The concert bridged the many genres of Indian classical music while touching lightly upon the West and its music — jazz, pop and blues
“The Percussion Fantasy lived up to its name. Led by Dr. ‘Ghatam’ S. Karthick, the drum-percussion-string ensemble thrilled audience with renditions and improvisations of famous Carnatic and Hindustani raagas. Part of the Hydourite festival celebrating the spirit of Hyderabad, the concert bridged the many spaces of Indian classical music while touching lightly upon the West and its influences — jazz, pop and blues.

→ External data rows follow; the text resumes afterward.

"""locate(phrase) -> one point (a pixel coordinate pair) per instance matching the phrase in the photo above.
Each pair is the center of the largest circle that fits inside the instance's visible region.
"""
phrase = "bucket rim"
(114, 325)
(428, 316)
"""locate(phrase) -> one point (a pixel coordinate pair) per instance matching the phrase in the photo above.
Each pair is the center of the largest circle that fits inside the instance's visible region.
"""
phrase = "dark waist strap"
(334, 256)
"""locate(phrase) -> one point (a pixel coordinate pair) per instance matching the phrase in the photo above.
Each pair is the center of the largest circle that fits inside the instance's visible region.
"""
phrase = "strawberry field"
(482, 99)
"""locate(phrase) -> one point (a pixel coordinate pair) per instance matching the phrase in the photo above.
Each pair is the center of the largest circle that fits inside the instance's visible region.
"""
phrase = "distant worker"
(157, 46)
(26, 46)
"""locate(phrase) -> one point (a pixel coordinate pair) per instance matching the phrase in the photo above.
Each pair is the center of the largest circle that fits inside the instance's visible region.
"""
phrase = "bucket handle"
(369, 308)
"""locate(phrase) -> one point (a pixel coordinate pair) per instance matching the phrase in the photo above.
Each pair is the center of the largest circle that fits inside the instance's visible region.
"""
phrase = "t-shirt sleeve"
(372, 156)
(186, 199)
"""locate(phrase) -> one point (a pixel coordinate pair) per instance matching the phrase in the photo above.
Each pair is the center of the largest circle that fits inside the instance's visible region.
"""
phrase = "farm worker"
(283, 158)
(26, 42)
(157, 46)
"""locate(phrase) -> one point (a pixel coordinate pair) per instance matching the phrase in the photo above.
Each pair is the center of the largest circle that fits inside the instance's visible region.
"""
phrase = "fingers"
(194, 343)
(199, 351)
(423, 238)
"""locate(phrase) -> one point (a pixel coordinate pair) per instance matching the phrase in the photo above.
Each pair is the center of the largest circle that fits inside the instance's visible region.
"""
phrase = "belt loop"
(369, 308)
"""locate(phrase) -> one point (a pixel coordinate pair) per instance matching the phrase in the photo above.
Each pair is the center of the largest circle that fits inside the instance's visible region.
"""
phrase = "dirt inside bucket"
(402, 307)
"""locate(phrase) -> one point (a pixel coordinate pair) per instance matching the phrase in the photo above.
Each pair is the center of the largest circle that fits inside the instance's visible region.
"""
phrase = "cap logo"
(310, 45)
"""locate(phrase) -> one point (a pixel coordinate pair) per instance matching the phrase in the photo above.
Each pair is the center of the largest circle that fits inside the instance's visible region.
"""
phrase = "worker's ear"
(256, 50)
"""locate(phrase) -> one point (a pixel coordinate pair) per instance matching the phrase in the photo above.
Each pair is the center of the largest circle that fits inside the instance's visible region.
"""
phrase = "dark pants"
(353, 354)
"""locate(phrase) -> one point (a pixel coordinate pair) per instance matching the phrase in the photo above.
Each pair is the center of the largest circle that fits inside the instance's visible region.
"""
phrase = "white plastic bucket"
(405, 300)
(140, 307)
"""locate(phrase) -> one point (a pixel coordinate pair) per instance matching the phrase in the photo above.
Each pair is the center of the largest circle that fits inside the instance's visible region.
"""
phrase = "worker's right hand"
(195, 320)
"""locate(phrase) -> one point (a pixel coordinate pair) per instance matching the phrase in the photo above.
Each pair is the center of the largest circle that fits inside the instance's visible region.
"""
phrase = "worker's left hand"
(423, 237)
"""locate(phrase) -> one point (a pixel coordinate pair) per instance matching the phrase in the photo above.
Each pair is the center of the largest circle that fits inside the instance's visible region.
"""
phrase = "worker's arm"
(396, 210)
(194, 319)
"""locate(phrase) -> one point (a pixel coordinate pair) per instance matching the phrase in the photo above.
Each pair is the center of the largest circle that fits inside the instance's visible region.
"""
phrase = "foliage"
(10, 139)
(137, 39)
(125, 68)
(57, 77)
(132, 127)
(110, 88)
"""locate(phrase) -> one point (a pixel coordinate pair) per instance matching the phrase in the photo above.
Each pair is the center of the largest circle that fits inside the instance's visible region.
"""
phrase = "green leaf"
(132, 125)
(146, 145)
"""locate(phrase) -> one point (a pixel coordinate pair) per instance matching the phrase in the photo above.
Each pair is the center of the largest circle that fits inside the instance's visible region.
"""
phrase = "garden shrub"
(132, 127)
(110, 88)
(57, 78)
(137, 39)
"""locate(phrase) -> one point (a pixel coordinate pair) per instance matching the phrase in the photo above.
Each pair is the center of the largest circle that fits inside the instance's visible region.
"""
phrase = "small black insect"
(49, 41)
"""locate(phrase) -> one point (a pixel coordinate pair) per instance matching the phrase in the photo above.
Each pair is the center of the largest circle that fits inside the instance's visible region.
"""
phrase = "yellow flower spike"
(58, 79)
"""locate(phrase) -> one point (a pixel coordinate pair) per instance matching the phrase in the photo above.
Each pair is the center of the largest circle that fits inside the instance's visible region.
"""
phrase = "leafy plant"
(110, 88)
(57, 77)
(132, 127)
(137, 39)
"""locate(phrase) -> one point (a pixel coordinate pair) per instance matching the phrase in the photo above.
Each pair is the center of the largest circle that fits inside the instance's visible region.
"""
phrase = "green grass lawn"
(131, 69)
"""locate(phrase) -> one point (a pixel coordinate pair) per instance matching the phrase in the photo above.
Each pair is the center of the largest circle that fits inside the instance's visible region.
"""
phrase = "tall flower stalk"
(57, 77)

Accompanying Dr. Karthick were Prakash Sontakke on Hawaiin guitars, Karthik Mani on world percussion, U.P Raju with the mandolin, Amrit N on kanjira and mridangam, N. Sundar with tabla and moorsing, Manjunath on drums and Harsha Vardhan Raj on the keyboard.
Their invocations to the elephant god with the energetic Hamsadhwani raaga marked the beginning of the concert. With a light framework of mandolin and Hawaiin guitars, supplemented by keyboard synth, their rendition of the famous kriti was intricate and joyous. Following this was a Hindustani-blues version of the Kalyani raaga, played by Prakash Sontakke whose soundscape, clean mandolin tones were keenly backed by chimes, darbuka and djembe by Karthik Mani.

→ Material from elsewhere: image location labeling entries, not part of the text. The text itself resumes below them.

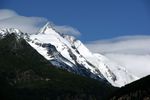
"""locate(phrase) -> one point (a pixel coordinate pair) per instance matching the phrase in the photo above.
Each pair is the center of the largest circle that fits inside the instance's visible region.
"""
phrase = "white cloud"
(130, 51)
(67, 30)
(10, 19)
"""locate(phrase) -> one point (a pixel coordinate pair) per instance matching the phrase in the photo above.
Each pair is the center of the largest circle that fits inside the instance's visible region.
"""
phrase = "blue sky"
(95, 19)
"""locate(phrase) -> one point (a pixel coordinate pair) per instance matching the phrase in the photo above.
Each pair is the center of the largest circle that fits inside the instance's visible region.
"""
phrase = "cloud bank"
(130, 51)
(10, 19)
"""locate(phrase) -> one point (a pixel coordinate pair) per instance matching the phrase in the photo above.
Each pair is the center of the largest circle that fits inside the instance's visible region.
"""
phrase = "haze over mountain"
(65, 52)
(128, 56)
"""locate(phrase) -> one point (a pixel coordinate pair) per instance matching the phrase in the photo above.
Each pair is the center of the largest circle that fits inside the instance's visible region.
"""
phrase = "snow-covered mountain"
(68, 53)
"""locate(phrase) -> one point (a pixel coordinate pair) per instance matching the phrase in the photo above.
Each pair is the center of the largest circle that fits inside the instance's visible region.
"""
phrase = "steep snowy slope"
(66, 52)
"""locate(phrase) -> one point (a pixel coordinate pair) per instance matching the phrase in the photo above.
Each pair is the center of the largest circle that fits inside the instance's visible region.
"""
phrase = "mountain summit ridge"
(68, 53)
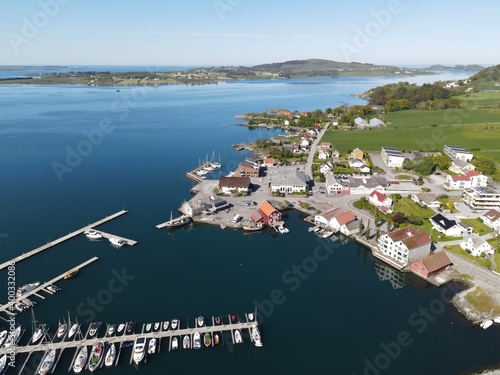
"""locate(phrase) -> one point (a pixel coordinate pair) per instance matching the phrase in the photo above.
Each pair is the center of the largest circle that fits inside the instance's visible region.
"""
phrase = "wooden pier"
(7, 307)
(59, 240)
(120, 339)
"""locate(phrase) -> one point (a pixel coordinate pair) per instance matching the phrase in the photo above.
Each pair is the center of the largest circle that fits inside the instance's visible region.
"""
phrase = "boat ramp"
(226, 328)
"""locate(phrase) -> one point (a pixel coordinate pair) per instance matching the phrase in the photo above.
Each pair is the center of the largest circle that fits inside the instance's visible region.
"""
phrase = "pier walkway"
(8, 307)
(231, 327)
(59, 240)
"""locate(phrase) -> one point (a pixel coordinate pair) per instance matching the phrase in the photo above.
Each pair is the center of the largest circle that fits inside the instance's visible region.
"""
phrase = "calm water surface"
(325, 307)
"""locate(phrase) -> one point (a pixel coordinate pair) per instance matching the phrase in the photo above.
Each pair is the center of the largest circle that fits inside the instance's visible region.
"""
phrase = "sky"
(248, 32)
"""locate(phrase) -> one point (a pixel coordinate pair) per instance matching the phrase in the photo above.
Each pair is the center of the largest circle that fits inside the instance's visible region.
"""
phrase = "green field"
(415, 119)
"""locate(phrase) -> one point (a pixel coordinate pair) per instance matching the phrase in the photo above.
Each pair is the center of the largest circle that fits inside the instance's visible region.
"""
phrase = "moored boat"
(175, 343)
(92, 234)
(152, 346)
(237, 337)
(81, 359)
(96, 356)
(207, 339)
(110, 356)
(47, 362)
(186, 342)
(196, 340)
(139, 349)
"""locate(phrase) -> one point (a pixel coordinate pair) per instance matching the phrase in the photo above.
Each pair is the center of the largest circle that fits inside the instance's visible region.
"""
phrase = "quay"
(9, 306)
(120, 339)
(59, 240)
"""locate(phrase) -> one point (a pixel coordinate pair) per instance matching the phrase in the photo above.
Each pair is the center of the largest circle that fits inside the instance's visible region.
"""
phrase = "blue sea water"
(325, 307)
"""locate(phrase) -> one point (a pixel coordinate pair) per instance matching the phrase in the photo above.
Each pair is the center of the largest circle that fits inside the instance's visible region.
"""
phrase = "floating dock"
(59, 240)
(7, 308)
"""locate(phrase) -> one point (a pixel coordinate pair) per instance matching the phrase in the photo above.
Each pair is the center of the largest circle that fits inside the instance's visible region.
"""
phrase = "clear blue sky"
(248, 32)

What stood out most prominently from their setlist was their version of Pariyachakama an ancient kriti by saint Thyagaraja that swept the audience back into the golden era of temple town Tanjavur. Not forgetting the Rajasthani folk-jam-song or the fast paced Raghuvamsa Sudha, which Dr. Karthick remarked as a “metaphor for the fast paced city life. “
Taking the audience by surprise was an impromptu jam session that saw Dr. Karthick, Karthik Mani and Manjunath on konnakol, djemebe, cajon and drums. Konnakol is the art of vocal percussion and Dr. Ghatam Karthick treated his audience to an extravagant affair of rhythm and vocals. Prakash Sontakke and N. Sundar indulged the audience with their Hindustani influences, pairing the Hawaiian slide guitar with the tabla and the moorsing.

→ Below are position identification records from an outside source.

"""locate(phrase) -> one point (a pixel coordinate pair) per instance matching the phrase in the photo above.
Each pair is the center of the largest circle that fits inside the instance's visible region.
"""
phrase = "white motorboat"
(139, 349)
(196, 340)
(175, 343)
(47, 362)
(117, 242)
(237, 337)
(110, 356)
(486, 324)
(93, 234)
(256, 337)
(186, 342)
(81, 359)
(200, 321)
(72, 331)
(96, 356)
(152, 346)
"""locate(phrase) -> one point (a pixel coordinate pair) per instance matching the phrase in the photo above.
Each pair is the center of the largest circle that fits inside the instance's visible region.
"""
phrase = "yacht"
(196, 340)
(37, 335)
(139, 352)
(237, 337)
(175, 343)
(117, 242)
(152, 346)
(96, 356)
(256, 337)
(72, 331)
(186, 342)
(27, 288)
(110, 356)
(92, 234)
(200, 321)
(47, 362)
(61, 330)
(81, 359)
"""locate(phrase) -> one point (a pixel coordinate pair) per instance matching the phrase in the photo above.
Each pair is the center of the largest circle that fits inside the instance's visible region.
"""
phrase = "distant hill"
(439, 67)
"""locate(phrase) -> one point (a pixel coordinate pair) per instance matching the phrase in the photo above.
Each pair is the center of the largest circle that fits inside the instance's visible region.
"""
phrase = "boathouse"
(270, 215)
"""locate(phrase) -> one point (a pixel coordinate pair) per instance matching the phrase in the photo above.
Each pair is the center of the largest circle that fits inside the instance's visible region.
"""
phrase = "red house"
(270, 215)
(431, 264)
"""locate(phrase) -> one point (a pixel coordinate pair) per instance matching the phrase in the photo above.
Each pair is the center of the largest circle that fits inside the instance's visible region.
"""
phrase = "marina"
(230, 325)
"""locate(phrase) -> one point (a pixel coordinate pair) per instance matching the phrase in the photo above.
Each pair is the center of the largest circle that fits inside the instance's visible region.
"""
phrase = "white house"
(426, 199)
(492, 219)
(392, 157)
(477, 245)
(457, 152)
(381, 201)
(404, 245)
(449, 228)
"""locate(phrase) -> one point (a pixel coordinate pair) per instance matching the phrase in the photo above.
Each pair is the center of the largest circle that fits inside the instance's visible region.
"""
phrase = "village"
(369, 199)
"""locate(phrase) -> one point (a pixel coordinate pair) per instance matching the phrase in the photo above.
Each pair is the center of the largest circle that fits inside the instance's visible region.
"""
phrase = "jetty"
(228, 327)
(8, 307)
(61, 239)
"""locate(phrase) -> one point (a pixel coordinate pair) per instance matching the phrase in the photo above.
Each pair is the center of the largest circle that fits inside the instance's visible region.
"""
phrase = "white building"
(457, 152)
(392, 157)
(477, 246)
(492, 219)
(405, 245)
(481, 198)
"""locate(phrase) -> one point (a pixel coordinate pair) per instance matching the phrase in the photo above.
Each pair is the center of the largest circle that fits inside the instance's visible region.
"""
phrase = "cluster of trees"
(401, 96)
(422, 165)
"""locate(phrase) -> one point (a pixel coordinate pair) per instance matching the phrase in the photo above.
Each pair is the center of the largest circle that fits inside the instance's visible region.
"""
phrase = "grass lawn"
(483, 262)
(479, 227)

Their last song on the set, Pulse was inspired by a very old raaga Jagathjanani in the simple Aadi taalam. True to its name, the song pitched the evening’s spirit into the hearts of the audiences ending grandly with a thunderous applause and standing ovation. Altogether, it was a fine performance, a fond memory in the many musical sojourns whose echoes refuse to die down.